Denn war man faul, man legte sich
hin auf die Bank und pflegte sich.

 

 


Da kamen bei Nacht,
eh man`s gedacht,
die Männlein und schwärmten
und klappten und lärmten
und rupften und zupften
und hüpften und trabten
und putzten und schabten,
und eh ein Faulpelz noch erwacht,
war all sein Tagewerk bereits gemacht!

 

 

Kommt man als Fremder nach Köln, wird man nicht all zu lange brauchen, um zu spüren, dass sich in dieser Stadt vieles ereignet, das wohl nur auf die Hilfe dieser Heinzelmännchen zurück geführt werden kann. Lebte ich in den Jahren 66 - 68 in dieser Stadt und kannte jede Gasse, so schwierig ist es heute für mich auf den Pfaden meiner Jugendjahre zu wandeln. Hier wurde Stadtmodernisierung betrieben, wie man es sicher in dieser Konsequenz selten findet. Aber um es vorweg zu nehmen, ich fand trotzdem wieder alle Plätze Orte und die meisten Kneipen meines Wirkens in den 60iger Jahren wieder.

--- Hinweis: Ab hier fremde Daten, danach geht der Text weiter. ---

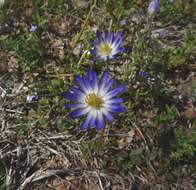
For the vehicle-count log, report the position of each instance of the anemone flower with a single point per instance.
(95, 98)
(153, 6)
(2, 3)
(107, 46)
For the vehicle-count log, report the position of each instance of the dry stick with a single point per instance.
(84, 25)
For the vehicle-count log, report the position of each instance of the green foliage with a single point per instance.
(167, 116)
(184, 148)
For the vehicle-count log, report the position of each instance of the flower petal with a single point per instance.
(78, 112)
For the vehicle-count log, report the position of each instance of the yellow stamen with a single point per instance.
(93, 100)
(104, 49)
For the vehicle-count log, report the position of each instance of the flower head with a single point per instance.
(95, 98)
(33, 28)
(141, 75)
(2, 3)
(107, 46)
(153, 6)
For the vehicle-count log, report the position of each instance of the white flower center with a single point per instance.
(104, 49)
(94, 101)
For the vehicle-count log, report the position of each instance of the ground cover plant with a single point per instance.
(97, 95)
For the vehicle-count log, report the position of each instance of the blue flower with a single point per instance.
(142, 75)
(33, 28)
(2, 3)
(153, 6)
(107, 46)
(95, 98)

Die Anreise mit dem Zug ist bereits eine Augenweide. Führte die Fahrt zuerst durch den Schwarzwald mit den sichtbaren Schneeresten des Winters, so zeigt sich im Anschluss die fruchtbare Rheinebene mit blühenden Obstbäumen die dann in die sagenumwobenen Schluchten des mächtigen Rheintals übergehen. Vorbei an der Loreley rattert der Zug mit hohem Tempo der Domstadt entgegen. Nach der Ankunft in den Colonaden zuerst einmal gestärkt steht man sofort vor dem mächtigen Bauwerk des Kölner Doms. Als Pfeifenraucher führt der Weg zuerst an der Feuerzeugzentrale gegenüber dem Dom vorbei wo etliche schöne Teile bereits im Schaufenster dem Betrachter ins Auge stechen. Dann aber ist es ein Muss direkt durch die Hohe Strasse, dann weiter die Schildergasse entlang zum Neumarkt zu laufen um dann in Richtung Rudolfplatz rechts in der Hahnenstrasse das Haus der 10 000 Pfeife von Peter Heinrichs aufzusuchen.

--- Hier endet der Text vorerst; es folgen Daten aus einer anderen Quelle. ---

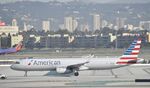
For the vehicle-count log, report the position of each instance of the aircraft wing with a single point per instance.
(78, 66)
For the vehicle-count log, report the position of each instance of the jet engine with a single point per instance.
(63, 70)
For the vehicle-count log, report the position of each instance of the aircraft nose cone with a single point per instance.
(12, 67)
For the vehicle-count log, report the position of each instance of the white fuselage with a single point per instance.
(52, 64)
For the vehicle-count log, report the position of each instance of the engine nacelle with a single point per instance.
(63, 70)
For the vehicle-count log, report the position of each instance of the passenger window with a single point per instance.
(17, 62)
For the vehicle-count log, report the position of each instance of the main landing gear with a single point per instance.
(76, 74)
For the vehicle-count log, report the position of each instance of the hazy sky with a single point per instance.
(100, 1)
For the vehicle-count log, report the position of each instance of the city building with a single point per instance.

Hier geht es zu wie auf der Zulassungsstelle für Kraftfahrzeuge. Ein hektisches rein und raus von Kunden die schnell ein paar Zigarren aus dem grossen begehbaren Humidor kaufen, den Laufkunden für Zigaretten und Tabaktins und einer dritten Gruppe von Besuchern, die sich vor den Vitrinen aufgebaut haben um das Design jeder einzelnen Tabakpfeife zu bewundern.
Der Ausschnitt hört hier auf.